Last to go will be the TV, she says, because Jinan, 7, likes to sit in her wheelchair and watch her idol, Justin Timberlake, on music videos.

Her sisters, Duha, 17, Joanne, 16, and Hanna, 13, all attend a school 20 minutes away by bus. Like Mr. Jabur, the girls are frightened of being kidnapped or getting caught in terrorist cross fire.

“Many thieves stop the bus with guns and take girls,” Duha says.

“We are afraid if there are Americans beside us, because if anyone shoots them, we will get hit,” adds Joanna.

Although critical of America’s inability to quickly fix the country’s infrastructure, create jobs and set up an efficient new police force, the family dreams of having their youngest daughter treated in the United States, and their other daughters to study there.

They do not want the American forces to leave.
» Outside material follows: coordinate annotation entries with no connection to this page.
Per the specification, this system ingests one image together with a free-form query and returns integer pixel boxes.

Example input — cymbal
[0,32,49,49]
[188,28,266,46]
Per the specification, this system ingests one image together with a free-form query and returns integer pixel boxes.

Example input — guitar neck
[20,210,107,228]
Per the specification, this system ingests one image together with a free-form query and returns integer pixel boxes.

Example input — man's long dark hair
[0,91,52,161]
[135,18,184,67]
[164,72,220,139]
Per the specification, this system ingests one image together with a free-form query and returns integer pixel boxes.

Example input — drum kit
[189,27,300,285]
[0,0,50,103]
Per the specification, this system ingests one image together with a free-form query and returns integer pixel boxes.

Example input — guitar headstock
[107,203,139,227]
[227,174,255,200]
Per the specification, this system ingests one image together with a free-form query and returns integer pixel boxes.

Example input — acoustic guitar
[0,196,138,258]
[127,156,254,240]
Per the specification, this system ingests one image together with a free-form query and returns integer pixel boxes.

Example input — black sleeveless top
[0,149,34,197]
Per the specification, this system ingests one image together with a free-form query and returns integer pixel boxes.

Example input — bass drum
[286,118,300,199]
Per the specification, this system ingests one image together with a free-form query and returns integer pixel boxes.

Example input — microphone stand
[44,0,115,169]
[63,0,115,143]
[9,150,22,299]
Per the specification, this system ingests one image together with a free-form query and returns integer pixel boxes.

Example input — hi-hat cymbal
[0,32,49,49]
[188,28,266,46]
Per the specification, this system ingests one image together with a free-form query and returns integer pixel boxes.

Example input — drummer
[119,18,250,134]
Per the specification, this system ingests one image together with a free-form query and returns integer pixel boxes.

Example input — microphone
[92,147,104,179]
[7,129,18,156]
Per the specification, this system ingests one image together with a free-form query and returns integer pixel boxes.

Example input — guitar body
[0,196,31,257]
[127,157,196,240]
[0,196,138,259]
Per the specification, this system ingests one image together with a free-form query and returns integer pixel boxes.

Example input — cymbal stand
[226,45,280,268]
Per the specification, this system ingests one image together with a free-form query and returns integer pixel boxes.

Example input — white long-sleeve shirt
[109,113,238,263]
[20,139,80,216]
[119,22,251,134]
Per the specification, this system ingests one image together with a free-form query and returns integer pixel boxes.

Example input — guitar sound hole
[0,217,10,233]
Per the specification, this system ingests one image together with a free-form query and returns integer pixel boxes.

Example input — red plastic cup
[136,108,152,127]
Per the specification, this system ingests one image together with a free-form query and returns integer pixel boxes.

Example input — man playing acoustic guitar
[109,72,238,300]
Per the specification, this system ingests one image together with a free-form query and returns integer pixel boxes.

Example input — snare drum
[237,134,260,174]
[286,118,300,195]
But many Iraqis fear that members of the Iraqi Governing Council are interested in lining their own pockets and shoring up their political power in advance of any elections.

They mistrust council members like Ahmed Chalabi and Adnan Pachachi, who spent most of their lives abroad.

“These people have no relation with the reality of Iraq,” Mr. Jabur says. Many locals also accuse the IGC members of beefing up their security forces into militias to intimidate people into joining their respective political parties.

Mr. Jabur believes Iraqis are not yet ready to take control of the country and dreads the June 30 deadline set by Washington to hand over to civilian rule.

“Let the United States wait one year more. We waited 35 years; we can wait one more year. And for sure Bremer is one thousand times better than Saddam,” he says.